The General Workers’ Union is close to reaching an agreement with government over the pension due to about 600 former port workers, general secretary Tony Zarb said this morning.

He said that the union was proposing that each ex-worker be given about €28,000. The union had asked the ex-workers and their heirs to fill in forms by the end of April and had received about 450 forms so far. About 70 per cent of them were filled by heirs.

Speaking during a press conference, Mr Zarb explained that in 1973 port workers had set up a Pension and Contingency Fund that reached Lm17 million by 2007.

The money was only meant to be used for specific purposes including payment of pensions and insurances. But the Nationalist government used a large bulk of the fund during the port reform. Money continued to be deposited in the fund, according to the 1973 agreement, and there was currently about €12 million.

The former port workers filed a court case claiming compensation and the case had been shelved pending negotiations with the Labour government. An agreement is soon to be reached, he said.
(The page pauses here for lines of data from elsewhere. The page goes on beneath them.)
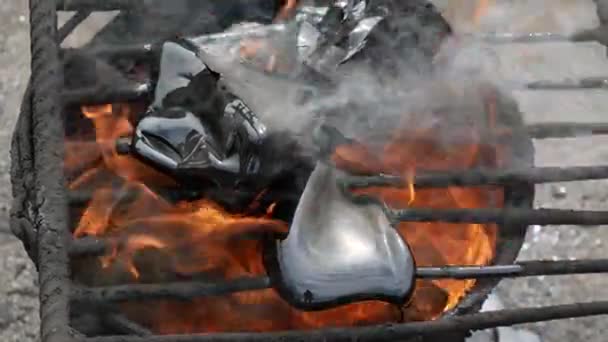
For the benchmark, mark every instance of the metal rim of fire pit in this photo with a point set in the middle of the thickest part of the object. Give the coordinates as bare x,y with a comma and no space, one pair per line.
37,160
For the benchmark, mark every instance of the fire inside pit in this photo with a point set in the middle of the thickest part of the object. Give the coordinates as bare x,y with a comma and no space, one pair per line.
155,238
163,227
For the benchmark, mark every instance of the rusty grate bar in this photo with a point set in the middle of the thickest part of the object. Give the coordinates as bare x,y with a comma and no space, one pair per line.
479,177
391,332
500,216
190,290
107,94
178,291
566,129
49,200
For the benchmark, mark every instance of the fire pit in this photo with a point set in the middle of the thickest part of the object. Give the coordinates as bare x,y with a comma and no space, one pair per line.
113,226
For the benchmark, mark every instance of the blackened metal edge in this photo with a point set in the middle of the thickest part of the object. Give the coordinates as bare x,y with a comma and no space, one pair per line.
50,200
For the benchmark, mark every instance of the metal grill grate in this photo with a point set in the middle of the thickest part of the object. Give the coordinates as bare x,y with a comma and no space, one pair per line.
51,203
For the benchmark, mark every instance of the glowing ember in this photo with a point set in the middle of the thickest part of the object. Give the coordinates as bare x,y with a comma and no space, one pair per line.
154,239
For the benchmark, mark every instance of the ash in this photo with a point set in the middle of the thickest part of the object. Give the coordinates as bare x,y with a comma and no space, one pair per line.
18,293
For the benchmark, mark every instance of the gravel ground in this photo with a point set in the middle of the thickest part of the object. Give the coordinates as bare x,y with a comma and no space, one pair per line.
18,292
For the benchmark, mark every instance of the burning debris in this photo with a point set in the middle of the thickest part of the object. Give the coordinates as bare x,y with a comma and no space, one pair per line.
253,208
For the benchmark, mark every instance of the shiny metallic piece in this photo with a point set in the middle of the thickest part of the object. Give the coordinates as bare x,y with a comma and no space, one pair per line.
257,31
358,36
176,64
181,142
337,251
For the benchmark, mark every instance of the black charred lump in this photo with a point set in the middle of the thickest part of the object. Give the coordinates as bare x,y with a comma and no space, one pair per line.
200,133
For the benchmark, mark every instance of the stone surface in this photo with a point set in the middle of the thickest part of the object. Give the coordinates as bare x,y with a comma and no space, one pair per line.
18,294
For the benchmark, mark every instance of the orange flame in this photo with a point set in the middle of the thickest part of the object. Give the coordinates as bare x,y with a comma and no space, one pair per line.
154,239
Mr Zarb accused the Nationalist Party of hypocrisy following an article published in PN newspaper In-Nazzjon last Friday claiming the ex-port workers had a right over that money.

Ex worker Joseph Caruana mapped out the fight he took on and the saga he faced with the PN government that resulted in no agreement since he kept being told they had no right over the money.

“One lira out of every three I earned went into the fund... The fund was there for us workers and for our children... This was a hold-up without a mask,” he said.